Looking at the DBpedia page http://dbpedia.org/page/Athens is useful because it gives a list of resources that are each related to dbpedia:Athens via owl:sameAs. These are:

Before looking at one of these, what is owl:sameAs? The OWL Web Ontology language is described here. Among the descriptions of owl:sameAs given there is that a "...typical use of sameAs would be to equate individuals defined in different documents to one another, as part of unifying two ontologies". So the DBpedia usage, which is paralleled in many other semantic web resources, is spot on.

The geonames.org reference is interesting. In part because the site has a discussion that explicitly addresses the difference between concept and document: http://www.geonames.org/ontology/. That page also has a link to a good blog post.
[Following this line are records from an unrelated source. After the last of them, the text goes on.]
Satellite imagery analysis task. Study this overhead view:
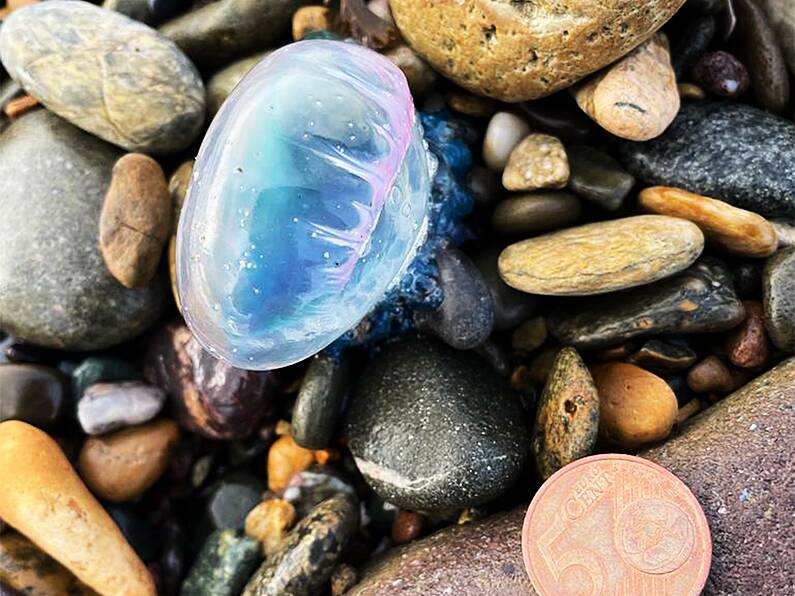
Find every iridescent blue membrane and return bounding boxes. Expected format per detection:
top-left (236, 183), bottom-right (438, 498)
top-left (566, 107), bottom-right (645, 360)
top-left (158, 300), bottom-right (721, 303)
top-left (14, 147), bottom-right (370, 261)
top-left (177, 40), bottom-right (434, 369)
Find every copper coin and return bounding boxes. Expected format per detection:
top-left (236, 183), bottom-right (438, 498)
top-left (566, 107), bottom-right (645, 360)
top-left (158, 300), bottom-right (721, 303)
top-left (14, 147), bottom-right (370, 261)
top-left (522, 454), bottom-right (712, 596)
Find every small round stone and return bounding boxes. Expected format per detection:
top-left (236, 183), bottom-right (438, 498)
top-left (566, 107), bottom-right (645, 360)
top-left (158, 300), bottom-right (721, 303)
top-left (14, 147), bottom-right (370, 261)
top-left (591, 362), bottom-right (679, 449)
top-left (502, 133), bottom-right (569, 190)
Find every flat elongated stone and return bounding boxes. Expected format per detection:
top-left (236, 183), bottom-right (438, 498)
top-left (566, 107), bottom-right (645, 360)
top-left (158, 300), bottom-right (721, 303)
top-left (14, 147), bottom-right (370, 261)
top-left (640, 359), bottom-right (795, 596)
top-left (618, 102), bottom-right (795, 217)
top-left (499, 215), bottom-right (704, 296)
top-left (548, 258), bottom-right (745, 349)
top-left (0, 0), bottom-right (204, 153)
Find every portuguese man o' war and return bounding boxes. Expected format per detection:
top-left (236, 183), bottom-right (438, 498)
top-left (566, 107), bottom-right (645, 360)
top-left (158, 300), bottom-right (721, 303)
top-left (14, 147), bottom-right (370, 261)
top-left (176, 40), bottom-right (472, 370)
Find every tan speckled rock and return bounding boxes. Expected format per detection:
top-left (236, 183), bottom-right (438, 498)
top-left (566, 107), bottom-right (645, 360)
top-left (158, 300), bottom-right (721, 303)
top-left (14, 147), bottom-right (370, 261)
top-left (99, 153), bottom-right (173, 288)
top-left (0, 421), bottom-right (156, 596)
top-left (78, 418), bottom-right (179, 502)
top-left (574, 33), bottom-right (680, 141)
top-left (390, 0), bottom-right (684, 101)
top-left (531, 348), bottom-right (599, 479)
top-left (638, 186), bottom-right (778, 257)
top-left (502, 133), bottom-right (569, 190)
top-left (0, 0), bottom-right (204, 153)
top-left (498, 215), bottom-right (704, 296)
top-left (591, 362), bottom-right (679, 449)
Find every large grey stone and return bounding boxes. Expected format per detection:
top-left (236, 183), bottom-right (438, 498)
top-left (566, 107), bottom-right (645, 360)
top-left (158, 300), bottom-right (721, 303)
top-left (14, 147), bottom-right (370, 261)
top-left (0, 109), bottom-right (166, 350)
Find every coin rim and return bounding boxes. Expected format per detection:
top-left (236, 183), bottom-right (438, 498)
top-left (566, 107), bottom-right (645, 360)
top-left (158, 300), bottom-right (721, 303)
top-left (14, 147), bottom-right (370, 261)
top-left (522, 453), bottom-right (712, 596)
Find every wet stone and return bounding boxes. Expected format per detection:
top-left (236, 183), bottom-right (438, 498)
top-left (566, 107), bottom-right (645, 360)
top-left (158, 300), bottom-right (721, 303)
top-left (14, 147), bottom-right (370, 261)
top-left (346, 340), bottom-right (527, 511)
top-left (627, 339), bottom-right (698, 374)
top-left (618, 102), bottom-right (795, 217)
top-left (180, 529), bottom-right (261, 596)
top-left (77, 381), bottom-right (166, 435)
top-left (548, 258), bottom-right (745, 349)
top-left (243, 495), bottom-right (359, 596)
top-left (566, 145), bottom-right (635, 211)
top-left (531, 348), bottom-right (599, 479)
top-left (491, 192), bottom-right (582, 236)
top-left (292, 354), bottom-right (349, 449)
top-left (414, 248), bottom-right (494, 350)
top-left (762, 248), bottom-right (795, 353)
top-left (0, 364), bottom-right (68, 429)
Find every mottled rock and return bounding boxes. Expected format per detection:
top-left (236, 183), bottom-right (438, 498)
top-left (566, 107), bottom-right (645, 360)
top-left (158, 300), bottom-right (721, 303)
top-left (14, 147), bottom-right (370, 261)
top-left (483, 112), bottom-right (530, 172)
top-left (292, 354), bottom-right (350, 449)
top-left (638, 186), bottom-right (778, 257)
top-left (159, 0), bottom-right (308, 69)
top-left (732, 0), bottom-right (795, 114)
top-left (591, 362), bottom-right (679, 449)
top-left (566, 145), bottom-right (635, 211)
top-left (531, 348), bottom-right (599, 480)
top-left (78, 418), bottom-right (179, 502)
top-left (762, 248), bottom-right (795, 353)
top-left (0, 0), bottom-right (204, 153)
top-left (77, 381), bottom-right (166, 435)
top-left (0, 364), bottom-right (68, 429)
top-left (414, 248), bottom-right (494, 350)
top-left (547, 258), bottom-right (745, 349)
top-left (499, 215), bottom-right (704, 296)
top-left (0, 421), bottom-right (156, 596)
top-left (146, 323), bottom-right (273, 439)
top-left (640, 359), bottom-right (795, 596)
top-left (346, 340), bottom-right (527, 511)
top-left (618, 102), bottom-right (795, 217)
top-left (99, 153), bottom-right (173, 288)
top-left (0, 532), bottom-right (97, 596)
top-left (180, 529), bottom-right (260, 596)
top-left (0, 110), bottom-right (165, 350)
top-left (243, 495), bottom-right (359, 596)
top-left (502, 133), bottom-right (569, 190)
top-left (574, 33), bottom-right (679, 141)
top-left (390, 0), bottom-right (683, 101)
top-left (348, 507), bottom-right (536, 596)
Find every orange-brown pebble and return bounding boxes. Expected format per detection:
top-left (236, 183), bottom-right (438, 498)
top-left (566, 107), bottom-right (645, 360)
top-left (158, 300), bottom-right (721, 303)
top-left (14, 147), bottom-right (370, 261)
top-left (78, 418), bottom-right (179, 502)
top-left (638, 186), bottom-right (778, 257)
top-left (726, 300), bottom-right (769, 368)
top-left (293, 6), bottom-right (332, 41)
top-left (244, 499), bottom-right (296, 556)
top-left (687, 356), bottom-right (735, 393)
top-left (268, 435), bottom-right (315, 493)
top-left (592, 362), bottom-right (679, 449)
top-left (392, 510), bottom-right (428, 544)
top-left (0, 420), bottom-right (156, 596)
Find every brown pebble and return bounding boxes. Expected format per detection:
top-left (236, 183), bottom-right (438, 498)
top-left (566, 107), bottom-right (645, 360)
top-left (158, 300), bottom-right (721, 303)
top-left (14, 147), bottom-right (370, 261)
top-left (574, 33), bottom-right (679, 141)
top-left (99, 153), bottom-right (172, 288)
top-left (268, 435), bottom-right (315, 493)
top-left (0, 420), bottom-right (156, 596)
top-left (638, 186), bottom-right (778, 257)
top-left (726, 300), bottom-right (769, 368)
top-left (502, 133), bottom-right (569, 190)
top-left (78, 418), bottom-right (179, 502)
top-left (392, 510), bottom-right (428, 544)
top-left (591, 362), bottom-right (679, 449)
top-left (293, 6), bottom-right (333, 41)
top-left (244, 499), bottom-right (296, 557)
top-left (3, 95), bottom-right (39, 118)
top-left (687, 356), bottom-right (735, 393)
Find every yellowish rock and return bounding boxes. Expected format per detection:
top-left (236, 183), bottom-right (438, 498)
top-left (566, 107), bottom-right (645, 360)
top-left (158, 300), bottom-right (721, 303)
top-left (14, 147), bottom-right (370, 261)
top-left (502, 133), bottom-right (569, 190)
top-left (0, 420), bottom-right (156, 596)
top-left (498, 215), bottom-right (704, 296)
top-left (574, 33), bottom-right (680, 141)
top-left (638, 186), bottom-right (778, 257)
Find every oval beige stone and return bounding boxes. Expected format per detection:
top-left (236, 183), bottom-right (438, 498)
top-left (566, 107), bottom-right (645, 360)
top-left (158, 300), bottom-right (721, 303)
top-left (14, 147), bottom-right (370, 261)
top-left (389, 0), bottom-right (684, 102)
top-left (498, 215), bottom-right (704, 296)
top-left (0, 420), bottom-right (156, 596)
top-left (638, 186), bottom-right (778, 257)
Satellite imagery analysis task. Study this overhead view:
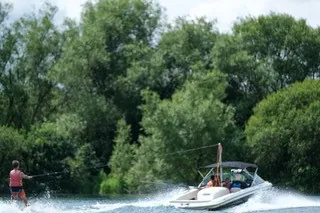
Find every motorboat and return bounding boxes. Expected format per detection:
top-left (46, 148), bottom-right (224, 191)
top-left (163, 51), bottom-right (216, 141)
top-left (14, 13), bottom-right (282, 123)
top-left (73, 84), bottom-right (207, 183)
top-left (169, 144), bottom-right (272, 210)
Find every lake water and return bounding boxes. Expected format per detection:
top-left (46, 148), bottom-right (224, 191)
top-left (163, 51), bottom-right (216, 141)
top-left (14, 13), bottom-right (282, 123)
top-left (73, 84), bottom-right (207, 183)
top-left (0, 188), bottom-right (320, 213)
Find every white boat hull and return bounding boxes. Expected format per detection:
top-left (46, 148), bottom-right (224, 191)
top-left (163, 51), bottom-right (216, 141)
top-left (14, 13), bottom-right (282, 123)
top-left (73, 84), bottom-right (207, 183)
top-left (169, 182), bottom-right (272, 210)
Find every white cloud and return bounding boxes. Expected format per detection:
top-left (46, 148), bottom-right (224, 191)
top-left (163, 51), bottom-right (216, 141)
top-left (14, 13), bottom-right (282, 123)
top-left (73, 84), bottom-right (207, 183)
top-left (1, 0), bottom-right (320, 31)
top-left (190, 0), bottom-right (320, 31)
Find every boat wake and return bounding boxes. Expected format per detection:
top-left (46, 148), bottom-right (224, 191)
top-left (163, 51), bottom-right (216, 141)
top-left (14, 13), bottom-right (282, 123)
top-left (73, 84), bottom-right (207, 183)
top-left (0, 188), bottom-right (320, 213)
top-left (227, 188), bottom-right (320, 213)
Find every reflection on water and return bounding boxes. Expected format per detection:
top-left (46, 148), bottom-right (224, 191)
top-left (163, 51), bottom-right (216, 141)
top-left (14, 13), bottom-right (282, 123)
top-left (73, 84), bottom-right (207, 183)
top-left (0, 188), bottom-right (320, 213)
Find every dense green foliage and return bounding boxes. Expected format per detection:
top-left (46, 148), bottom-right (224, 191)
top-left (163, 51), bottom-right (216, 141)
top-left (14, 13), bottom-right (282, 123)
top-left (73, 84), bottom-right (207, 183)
top-left (246, 80), bottom-right (320, 192)
top-left (0, 0), bottom-right (320, 194)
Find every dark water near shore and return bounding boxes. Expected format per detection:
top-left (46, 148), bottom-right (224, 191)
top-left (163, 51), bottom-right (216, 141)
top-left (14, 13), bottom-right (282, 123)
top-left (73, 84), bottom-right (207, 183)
top-left (0, 188), bottom-right (320, 213)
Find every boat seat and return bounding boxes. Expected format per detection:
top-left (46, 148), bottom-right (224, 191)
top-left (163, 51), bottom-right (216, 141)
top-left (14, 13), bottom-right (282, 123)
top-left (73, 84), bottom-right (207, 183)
top-left (231, 180), bottom-right (248, 189)
top-left (230, 188), bottom-right (241, 193)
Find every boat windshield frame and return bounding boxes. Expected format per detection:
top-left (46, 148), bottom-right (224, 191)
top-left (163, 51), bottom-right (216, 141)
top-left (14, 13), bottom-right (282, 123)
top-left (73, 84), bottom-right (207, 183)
top-left (198, 161), bottom-right (264, 188)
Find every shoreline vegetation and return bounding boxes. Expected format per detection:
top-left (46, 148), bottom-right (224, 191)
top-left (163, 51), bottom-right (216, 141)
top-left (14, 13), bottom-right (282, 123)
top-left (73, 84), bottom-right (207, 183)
top-left (0, 0), bottom-right (320, 195)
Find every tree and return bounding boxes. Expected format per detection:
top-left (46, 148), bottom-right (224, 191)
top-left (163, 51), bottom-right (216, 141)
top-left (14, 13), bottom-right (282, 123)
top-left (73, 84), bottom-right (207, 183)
top-left (126, 70), bottom-right (239, 193)
top-left (100, 119), bottom-right (136, 194)
top-left (246, 80), bottom-right (320, 192)
top-left (54, 0), bottom-right (161, 162)
top-left (212, 13), bottom-right (320, 127)
top-left (0, 4), bottom-right (63, 130)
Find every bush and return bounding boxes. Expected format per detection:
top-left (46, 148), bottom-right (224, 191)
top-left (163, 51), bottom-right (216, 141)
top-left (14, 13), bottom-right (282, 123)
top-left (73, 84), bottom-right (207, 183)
top-left (100, 176), bottom-right (125, 195)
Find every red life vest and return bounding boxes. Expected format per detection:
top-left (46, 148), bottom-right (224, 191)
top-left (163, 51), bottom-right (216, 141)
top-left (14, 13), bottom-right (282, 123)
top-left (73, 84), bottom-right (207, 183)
top-left (9, 169), bottom-right (22, 187)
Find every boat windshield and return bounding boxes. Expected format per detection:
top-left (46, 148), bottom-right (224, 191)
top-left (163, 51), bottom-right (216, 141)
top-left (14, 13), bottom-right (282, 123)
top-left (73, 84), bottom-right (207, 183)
top-left (198, 168), bottom-right (214, 187)
top-left (198, 168), bottom-right (264, 187)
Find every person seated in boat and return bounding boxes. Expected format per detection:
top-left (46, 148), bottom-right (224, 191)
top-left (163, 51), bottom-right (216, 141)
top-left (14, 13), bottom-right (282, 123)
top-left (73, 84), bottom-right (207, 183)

DBpedia follows the Geonames guidelines in using owl:sameAs to qualify its link to http://sws.geonames.org/264371/ , which is the Geonames URI for the concept "Athens". Clicking on that redirects you to the page http://www.geonames.org/264371/athens.html. Note the change of host to 'www.geonames.org' and the addition of 'athens.html'. The serial number remains the same.

Here is a screen grab of the "balloon" that is displayed next to the icon indicating the location of Athens.


There are two interesting links shown in this image: 'perma link' and 'semantic web rdf':

http://www.geonames.org/264371/athens.html is just the link to the page. http://sws.geonames.org/264371/about.rdf is an RDF document. It's worth looking at the source to see the attribute 'rdf:about="http://sws.geonames.org/264371/"'. URLs of the pattern 'http:...about.rdf' are documents. http://sws.geonames.org/264371/ is a concept.

Even with this soup of web addresses, there is a lot that Geonames is doing right. The only missed opportunity I see is no explicit indication in the "264371/athens.html" page of the concept address. There is the following: <link rel="alternate" type="application/rdf+xml" title="RDF Version" href="http://sws.geonames.org/264371/about.rdf" />'. This is a link to a document not a concept. And 'alternate' is too vague for me to know that I can parse that RDF to find its @about value.

It would be nice if there were somelthing like '<link rel="concept" type="application/rdf+xml" title="Concept URI" href="http://sws.geonames.org/264371" />'. I'm not too concerned with what's in @type so I left it as is. Bit 'concept' is not in anyway standard. I just made it up.

If this post has a point, that's it. Make it really easy for me to figure out which URI is for the concept, because that's the one I really want to use. Or maybe I should end with a question. Is there an unambiguous and widely-accepted convention for indicating the concept lying behind a document? If not, we need one.